I’m facing an issue when trying to publish a Marketplace product that includes a Code Repository and a large number of related Datasets (over 300). I want to package the Code Repository with all its related datasets so that users can easily use the code with the data it was designed for. However, when I select the Code Repository and all associated Datasets for inclusion, I receive an error message stating that the “Marketplace Product exceeds the size limit.”

Has anyone else encountered this issue? If so, what strategies did you use to resolve it?

Specifically, I’m wondering if I’m forced to split the Code Repository and Datasets into separate Marketplace products. If so, what’s the most efficient way to handle this, given the large number of Datasets? Manually splitting them would be very time-consuming and undesirable.
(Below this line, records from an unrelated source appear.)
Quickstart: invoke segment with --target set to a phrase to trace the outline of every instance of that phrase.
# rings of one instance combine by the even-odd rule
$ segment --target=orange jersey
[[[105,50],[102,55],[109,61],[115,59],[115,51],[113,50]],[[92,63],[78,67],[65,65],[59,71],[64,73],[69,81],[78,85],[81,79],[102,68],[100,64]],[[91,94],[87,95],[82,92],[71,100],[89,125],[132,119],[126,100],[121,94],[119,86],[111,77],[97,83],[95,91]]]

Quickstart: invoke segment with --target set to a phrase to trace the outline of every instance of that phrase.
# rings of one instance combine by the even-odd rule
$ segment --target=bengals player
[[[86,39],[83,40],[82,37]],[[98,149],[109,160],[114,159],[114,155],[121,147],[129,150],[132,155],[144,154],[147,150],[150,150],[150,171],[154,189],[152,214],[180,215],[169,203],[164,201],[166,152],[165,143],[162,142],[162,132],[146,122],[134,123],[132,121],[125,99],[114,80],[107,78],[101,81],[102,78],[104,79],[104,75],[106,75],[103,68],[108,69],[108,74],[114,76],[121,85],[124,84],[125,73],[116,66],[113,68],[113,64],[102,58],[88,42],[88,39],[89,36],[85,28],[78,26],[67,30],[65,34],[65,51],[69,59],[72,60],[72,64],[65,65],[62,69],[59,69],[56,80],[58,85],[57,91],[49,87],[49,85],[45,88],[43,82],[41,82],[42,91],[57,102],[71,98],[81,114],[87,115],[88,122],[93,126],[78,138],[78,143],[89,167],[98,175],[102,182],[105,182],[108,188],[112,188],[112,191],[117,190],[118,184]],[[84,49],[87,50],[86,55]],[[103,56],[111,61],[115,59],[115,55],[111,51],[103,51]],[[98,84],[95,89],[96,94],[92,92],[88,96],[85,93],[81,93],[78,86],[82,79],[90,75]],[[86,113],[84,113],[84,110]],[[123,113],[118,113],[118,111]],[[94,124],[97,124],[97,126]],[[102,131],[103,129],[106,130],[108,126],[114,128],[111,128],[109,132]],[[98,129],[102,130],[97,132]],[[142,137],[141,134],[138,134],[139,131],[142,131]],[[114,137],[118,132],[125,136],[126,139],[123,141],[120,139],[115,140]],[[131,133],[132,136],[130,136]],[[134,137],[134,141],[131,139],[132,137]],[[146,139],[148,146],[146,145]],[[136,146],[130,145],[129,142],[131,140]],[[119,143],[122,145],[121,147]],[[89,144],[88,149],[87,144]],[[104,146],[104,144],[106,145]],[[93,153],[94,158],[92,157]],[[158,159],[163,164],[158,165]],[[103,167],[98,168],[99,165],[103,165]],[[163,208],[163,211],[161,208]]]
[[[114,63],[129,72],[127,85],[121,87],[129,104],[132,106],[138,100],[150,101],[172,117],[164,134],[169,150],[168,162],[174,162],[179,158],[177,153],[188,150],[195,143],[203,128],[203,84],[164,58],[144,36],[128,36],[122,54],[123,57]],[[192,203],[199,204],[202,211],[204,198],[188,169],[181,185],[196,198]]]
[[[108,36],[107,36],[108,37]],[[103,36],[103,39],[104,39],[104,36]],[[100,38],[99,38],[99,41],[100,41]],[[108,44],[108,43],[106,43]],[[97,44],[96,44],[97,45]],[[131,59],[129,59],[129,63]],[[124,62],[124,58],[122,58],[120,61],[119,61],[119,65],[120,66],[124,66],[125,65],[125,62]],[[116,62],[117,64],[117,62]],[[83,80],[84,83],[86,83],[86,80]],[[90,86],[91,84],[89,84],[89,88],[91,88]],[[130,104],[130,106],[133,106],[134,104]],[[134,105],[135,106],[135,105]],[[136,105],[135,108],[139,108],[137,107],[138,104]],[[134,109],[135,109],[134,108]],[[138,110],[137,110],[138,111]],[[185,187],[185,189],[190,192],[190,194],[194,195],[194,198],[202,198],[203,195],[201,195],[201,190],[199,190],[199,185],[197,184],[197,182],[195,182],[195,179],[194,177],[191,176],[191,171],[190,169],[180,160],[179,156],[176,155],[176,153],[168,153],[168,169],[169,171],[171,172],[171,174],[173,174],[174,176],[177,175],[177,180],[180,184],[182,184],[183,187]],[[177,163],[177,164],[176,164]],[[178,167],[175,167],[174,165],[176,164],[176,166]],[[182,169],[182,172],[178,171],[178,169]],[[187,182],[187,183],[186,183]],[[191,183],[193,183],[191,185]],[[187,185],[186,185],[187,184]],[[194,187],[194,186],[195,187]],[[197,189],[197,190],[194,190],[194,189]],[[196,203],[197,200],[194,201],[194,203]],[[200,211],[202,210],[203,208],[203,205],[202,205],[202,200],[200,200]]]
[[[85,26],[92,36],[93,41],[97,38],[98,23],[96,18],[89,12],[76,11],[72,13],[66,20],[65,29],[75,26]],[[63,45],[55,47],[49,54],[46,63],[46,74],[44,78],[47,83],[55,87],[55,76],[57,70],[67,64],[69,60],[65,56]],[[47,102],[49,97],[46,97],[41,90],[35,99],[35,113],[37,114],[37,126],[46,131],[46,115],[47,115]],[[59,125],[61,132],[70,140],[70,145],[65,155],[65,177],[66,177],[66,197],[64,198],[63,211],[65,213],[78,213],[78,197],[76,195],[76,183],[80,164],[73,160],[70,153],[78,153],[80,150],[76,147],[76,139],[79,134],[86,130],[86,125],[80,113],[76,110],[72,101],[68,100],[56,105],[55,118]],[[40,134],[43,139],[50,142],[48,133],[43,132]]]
Are there any best practices or alternative approaches for managing large numbers of related Datasets within a Marketplace product? For example:

  • Is there a way to increase the size limit for Marketplace products (even temporarily)?
  • Are there any automated tools or scripts to help split and manage the Datasets?
  • Can I package the datasets in a different way to reduce the overall size?
  • Could I use a manifest file or similar to reference the datasets instead of including them directly?
  • If the Code Repository and Datasets are separate products, what’s the best way to communicate the relationship between them to users?

Any advice would be greatly appreciated!

Thanks in advance.

1 Like

Hi

Best practice here would be to split up the product. You can split up the product by packaging the repository twice and selecting specific datasets in each product, but it’d be much simpler to separate the repo here

Unfortunately there isn’t an easy way around this, other than splitting the product, or reducing the number of datasets that are included as content.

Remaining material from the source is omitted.